The second variant permits us to shortly change again to the Middleman outcomes if the ultimate outcome is inaccurate with no need to set the expression after the RETURN
assertion as a remark.
It merely makes life simpler.
Nevertheless it’s as much as you which ones variant you want extra.
The result’s this:

When changing this desk to a Line Visible, we get the identical outcome as within the first determine. The final step can be to set the road as a Dashed line, to get the wanted visualization.

Complicated calculated columns
The method is identical when writing complicated DAX expressions for calculated columns. The distinction is that we will see the outcome within the Desk View of Energy BI Desktop.
Remember that when calculated columns are calculated, the outcomes are bodily saved within the desk once you press Enter.
The outcomes of Measures usually are not saved within the Mannequin.
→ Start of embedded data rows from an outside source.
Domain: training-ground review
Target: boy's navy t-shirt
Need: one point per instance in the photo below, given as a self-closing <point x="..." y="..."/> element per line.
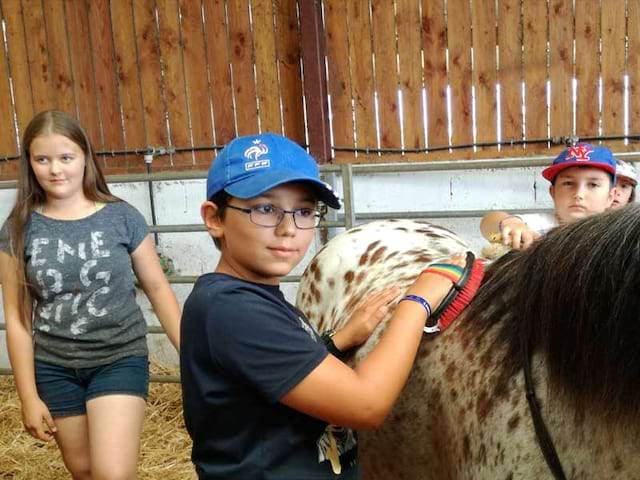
<point x="243" y="347"/>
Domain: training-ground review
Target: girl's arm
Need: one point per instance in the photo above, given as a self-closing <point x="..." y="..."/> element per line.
<point x="146" y="266"/>
<point x="362" y="397"/>
<point x="35" y="414"/>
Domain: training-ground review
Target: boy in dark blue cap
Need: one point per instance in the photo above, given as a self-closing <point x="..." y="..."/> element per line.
<point x="260" y="389"/>
<point x="582" y="179"/>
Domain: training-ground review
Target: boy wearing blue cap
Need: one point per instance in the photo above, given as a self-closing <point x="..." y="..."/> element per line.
<point x="261" y="393"/>
<point x="582" y="179"/>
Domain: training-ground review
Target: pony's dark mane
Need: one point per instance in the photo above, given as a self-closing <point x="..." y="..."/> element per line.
<point x="575" y="296"/>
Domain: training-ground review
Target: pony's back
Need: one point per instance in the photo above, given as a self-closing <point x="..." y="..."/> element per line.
<point x="463" y="413"/>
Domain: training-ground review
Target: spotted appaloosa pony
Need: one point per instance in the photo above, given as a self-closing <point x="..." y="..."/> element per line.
<point x="573" y="298"/>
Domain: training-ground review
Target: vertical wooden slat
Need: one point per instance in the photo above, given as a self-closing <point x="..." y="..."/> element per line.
<point x="174" y="81"/>
<point x="128" y="81"/>
<point x="535" y="69"/>
<point x="587" y="68"/>
<point x="613" y="70"/>
<point x="459" y="20"/>
<point x="484" y="69"/>
<point x="244" y="88"/>
<point x="39" y="71"/>
<point x="384" y="49"/>
<point x="8" y="144"/>
<point x="561" y="66"/>
<point x="409" y="33"/>
<point x="151" y="77"/>
<point x="312" y="46"/>
<point x="195" y="63"/>
<point x="362" y="72"/>
<point x="18" y="62"/>
<point x="82" y="67"/>
<point x="287" y="38"/>
<point x="633" y="66"/>
<point x="510" y="72"/>
<point x="435" y="73"/>
<point x="112" y="137"/>
<point x="339" y="76"/>
<point x="266" y="60"/>
<point x="59" y="62"/>
<point x="219" y="70"/>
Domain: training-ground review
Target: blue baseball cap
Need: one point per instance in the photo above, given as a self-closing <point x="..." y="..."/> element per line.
<point x="249" y="166"/>
<point x="582" y="155"/>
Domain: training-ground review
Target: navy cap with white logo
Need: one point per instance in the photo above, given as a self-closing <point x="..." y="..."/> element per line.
<point x="249" y="166"/>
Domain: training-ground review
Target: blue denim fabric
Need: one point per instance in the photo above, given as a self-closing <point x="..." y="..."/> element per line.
<point x="66" y="391"/>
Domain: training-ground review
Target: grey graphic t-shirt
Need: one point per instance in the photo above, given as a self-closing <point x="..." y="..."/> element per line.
<point x="85" y="300"/>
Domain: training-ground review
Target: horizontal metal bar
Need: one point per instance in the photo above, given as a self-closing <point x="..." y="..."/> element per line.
<point x="443" y="214"/>
<point x="557" y="140"/>
<point x="192" y="278"/>
<point x="494" y="163"/>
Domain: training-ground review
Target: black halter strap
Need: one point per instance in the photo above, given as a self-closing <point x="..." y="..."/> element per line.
<point x="542" y="433"/>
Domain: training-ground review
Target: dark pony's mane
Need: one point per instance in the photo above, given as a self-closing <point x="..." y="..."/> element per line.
<point x="575" y="296"/>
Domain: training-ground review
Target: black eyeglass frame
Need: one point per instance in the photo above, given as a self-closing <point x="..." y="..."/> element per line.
<point x="319" y="214"/>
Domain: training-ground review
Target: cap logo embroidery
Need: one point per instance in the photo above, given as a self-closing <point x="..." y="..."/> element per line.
<point x="580" y="153"/>
<point x="254" y="153"/>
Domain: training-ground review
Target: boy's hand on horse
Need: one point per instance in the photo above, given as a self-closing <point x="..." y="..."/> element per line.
<point x="517" y="234"/>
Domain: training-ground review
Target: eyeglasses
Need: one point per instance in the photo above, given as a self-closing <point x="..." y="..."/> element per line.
<point x="271" y="216"/>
They’re calculated on the fly within the Visualizations.
One other distinction is that we will leverage Context Transition to get our outcome once we want it to rely upon different rows within the desk.
Learn this piece to study extra about this fascinating matter:
Conclusion
The event course of for complicated expressions all the time follows the identical steps:
1. Perceive the necessities – Ask if one thing is unclear.
2. Outline the maths for the outcomes.
3. Begin with middleman outcomes and perceive the outcomes.
4. Construct on the middleman outcomes one after the other – Don’t attempt to write multi functional step.
5. Determine the place to put in writing the expression for the ultimate outcome.
Following such a course of can prevent the day, as you don’t want to put in writing all the things in a single step.
Furthermore, getting these middleman outcomes permits you to perceive what’s occurring and discover the Filter Context.
This can assist you study DAX extra effectively and construct much more complicated stuff.
However, remember: Though a sure stage of complexity is required, a superb developer will preserve it so simple as doable, whereas sustaining the least quantity of complexity.
References
Right here is the article talked about initially of this piece, to calculate the linear interpolation.
Like in my earlier articles, I take advantage of the Contoso pattern dataset. You’ll be able to obtain the ContosoRetailDW Dataset without cost from Microsoft right here.
The Contoso Information will be freely used underneath the MIT License, as described right here. I modified the dataset to shift the information to up to date dates.